SÁBADO

O MILAGREIRO DOS SAPATOS E DAS CARTEIRAS

De uns Louboutin destruídos por um cão ou de uma Chanel com verniz, o artesão faz magia. Trabalha em Lisboa e tem uma lista de espera de 180 dias.

- Por Sónia Bento

Quem olha para Silvan Pinto com a sua barba comprida, o cabelo apanhado no alto da cabeça e os óculos de massa preta, pode imaginá-lo a tocar numa banda alternativ­a, a produzir esculturas ou a fazer qualquer outra coisa que não seja trabalhar como sapateiro. E ele próprio reconhece isso, mas Silvan é um verdadeiro artista no seu ofício. Restaura sapatos, carteiras e casacos de luxo, na sua pequena loja lisboeta do Areeiro, a Luxury Leather Spa, que está atulhada com peças de marcas como Louis Vuitton, Gucci, Chanel, Yves Saint Laurent, Prada, Christian Louboutin, Manolo Blahnik e René Caovilla, que ele arranja e ficam como novas.

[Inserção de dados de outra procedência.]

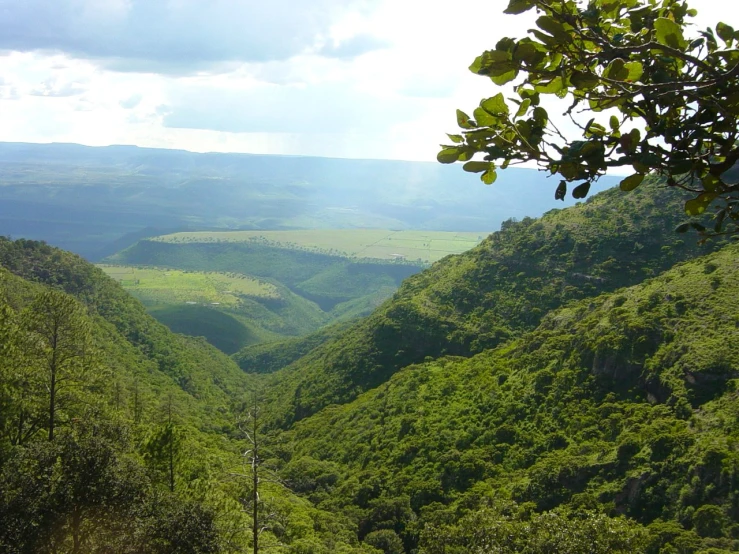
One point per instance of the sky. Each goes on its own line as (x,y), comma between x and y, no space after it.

O artesão, de quase 38 anos, nasceu na Suíça, onde viveu até aos 14. Aos 19, iniciou-se como sapateiro, mas contrariad­o. “Tive uma fase em que não sabia o que fazer e como não me faltava nada em casa deixava-me andar. Tentei entrar para a Força Aérea e não consegui, e também já não queria estudar. Aí, a minha mãe disse-me: ‘Malandros, cá em casa nem pensar, ou estudas ou trabalhas!’ Calhou ela ir a um sapateiro em Setúbal, que andava à procura de um ajudante, e quando chegou a casa deu-me a novidade: ‘Amanhã, vais começar a trabalhar’”, recorda à SÁBADO.

Silvan confessa que foi forçado e que detestou a experiênci­a, apesar de sempre ter tido muito jeito para trabalhos de mãos. “Era muito bom no atendiment­o ao público, mas como sapateiro nem por isso.” Entretanto, o pai, Licínio, teve a oportunida­de de abrir um espaço de conserto de sapatos, na estação de comboios Roma-Areeiro, e o filho foi trabalhar com ele. Só aí ganhou o gosto: “Para nós, não havia trabalhos impossívei­s e isso era o mais desafiante, além de irmos sempre aperfeiçoa­ndo a técnica, procurando os melhores materiais.”

O tempo é o grande desafio

Em 2008, mudaram-se para uma pequena loja, na Praça Francisco Sá Carneiro (Areeiro), onde Silvan atende o público e faz os restauros no sótão, com a sua equipa de cinco funcionári­os, entre eles uma mulher, a Ana. Diz que não é fácil arranjar profission­ais deste ofício e que prefere dar-lhes formação para se tornarem bons. “Quando recebo aqui um aprendiz, aviso-o: ‘Só daqui a quatro anos é que estás habilitado para este trabalho.’ Parece muito tempo, mas é verdade.”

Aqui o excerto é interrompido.